Son rire tonitruant éclata comme un sacrilège dans le silence. Il s'en rendit compte et s'interrompit. Pour se donner une contenance, il regarda les voiles qui retombaient, flasques.
– Qu'est-ce qu'ils f... les gars, sur ce bateau fantôme ?
Comme s'ils n'avaient attendu que cette réflexion, les hommes d'équipage jaillirent d'un peu partout.
Les gabiers escaladèrent les haubans et commencèrent à se déplacer le long des vergues. Mais ils faisaient peu de bruit à leur habitude et ces ombres mouvantes ajoutaient à l'atmosphère insolite.
« C'est ce soir, cette nuit, qu'il va se passer quelque chose », pensa Angélique. Et elle porta la main à son cœur comme si elle manquait de souffle. Maître Berne était près d'elle. Cependant elle n'était pas sûre qu'il pût lui venir en aide. La voix du capitaine Jason cria ses ordres en anglais du haut de la dunette. Manigault s'ébroua, soulagé.
– À propos, vous parliez des Açores, tout à l'heure.
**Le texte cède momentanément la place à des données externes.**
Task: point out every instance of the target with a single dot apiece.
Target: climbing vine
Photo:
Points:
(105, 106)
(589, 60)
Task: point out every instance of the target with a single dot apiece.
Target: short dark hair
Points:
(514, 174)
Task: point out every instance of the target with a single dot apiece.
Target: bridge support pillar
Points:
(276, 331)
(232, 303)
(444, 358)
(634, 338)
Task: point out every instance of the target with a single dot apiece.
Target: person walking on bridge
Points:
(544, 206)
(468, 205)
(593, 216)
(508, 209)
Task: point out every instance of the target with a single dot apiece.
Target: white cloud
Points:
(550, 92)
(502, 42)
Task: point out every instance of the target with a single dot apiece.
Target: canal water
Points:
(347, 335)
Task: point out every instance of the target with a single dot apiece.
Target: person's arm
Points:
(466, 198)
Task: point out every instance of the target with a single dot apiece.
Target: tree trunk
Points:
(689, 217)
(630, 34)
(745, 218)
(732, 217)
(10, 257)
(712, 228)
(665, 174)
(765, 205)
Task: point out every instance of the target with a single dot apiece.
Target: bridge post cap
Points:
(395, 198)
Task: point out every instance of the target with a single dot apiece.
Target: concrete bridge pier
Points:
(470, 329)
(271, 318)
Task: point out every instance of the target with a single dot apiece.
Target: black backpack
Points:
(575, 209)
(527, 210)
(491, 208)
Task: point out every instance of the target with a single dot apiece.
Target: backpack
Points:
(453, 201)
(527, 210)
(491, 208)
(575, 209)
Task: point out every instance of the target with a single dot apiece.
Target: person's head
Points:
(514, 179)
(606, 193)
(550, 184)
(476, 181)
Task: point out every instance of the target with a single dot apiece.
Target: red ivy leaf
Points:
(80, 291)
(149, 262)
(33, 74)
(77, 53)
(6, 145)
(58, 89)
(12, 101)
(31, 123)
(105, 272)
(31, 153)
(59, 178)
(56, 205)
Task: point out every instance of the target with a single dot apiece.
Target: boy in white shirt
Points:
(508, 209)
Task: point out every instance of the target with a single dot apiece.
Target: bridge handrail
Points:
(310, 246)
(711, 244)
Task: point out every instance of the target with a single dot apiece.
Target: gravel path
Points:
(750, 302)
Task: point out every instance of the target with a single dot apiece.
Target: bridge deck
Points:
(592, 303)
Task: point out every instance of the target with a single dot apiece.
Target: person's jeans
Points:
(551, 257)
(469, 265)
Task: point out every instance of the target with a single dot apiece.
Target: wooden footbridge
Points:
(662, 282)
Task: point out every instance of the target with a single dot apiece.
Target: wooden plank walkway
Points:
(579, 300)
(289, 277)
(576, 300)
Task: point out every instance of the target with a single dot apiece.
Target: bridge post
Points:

Toi, Le Gall, qui as plus navigué que moi, peux-tu dire quand nous allons y faire escale ? J'ai hâte de savoir si les correspondants portugais que j'ai là-bas ont bien reçu mes transferts de fonds de la Côte des Épices.
Il tapa les poches de son ample vareuse :
– Quand je me sentirai de nouveau en possession de mon argent, je pourrai enfin tenir tête à cet insolent chef de pirates. Pour l'instant, il nous traite comme de pauvres hères. Nous devrions lui baiser les mains ! Mais attendons que nous soyons dans les Caraïbes. Il n'est pas dit qu'il sera le plus fort.
– Dans les Caraïbes, les flibustiers sont maîtres, dit Berne du bout des lèvres.
– Mais non, mon cher. Ce sont les négriers ! Et moi, je suis déjà bien en place là-bas. Mais une fois que j'y aurai mis la main moi-même, je compte bien obtenir le monopole des esclaves. Que vaut un navire qui transporte simplement tabac et sucre à l'aller, en Europe, et qui ne revient pas bourré de Nègres au retour d'Afrique ? Or, ce bateau-là, sur lequel nous sommes, n'est pas un bateau-négrier. Il serait équipé autrement. Et puis j'ai trouvé ceci en feignant de chercher mon chemin dans les cales.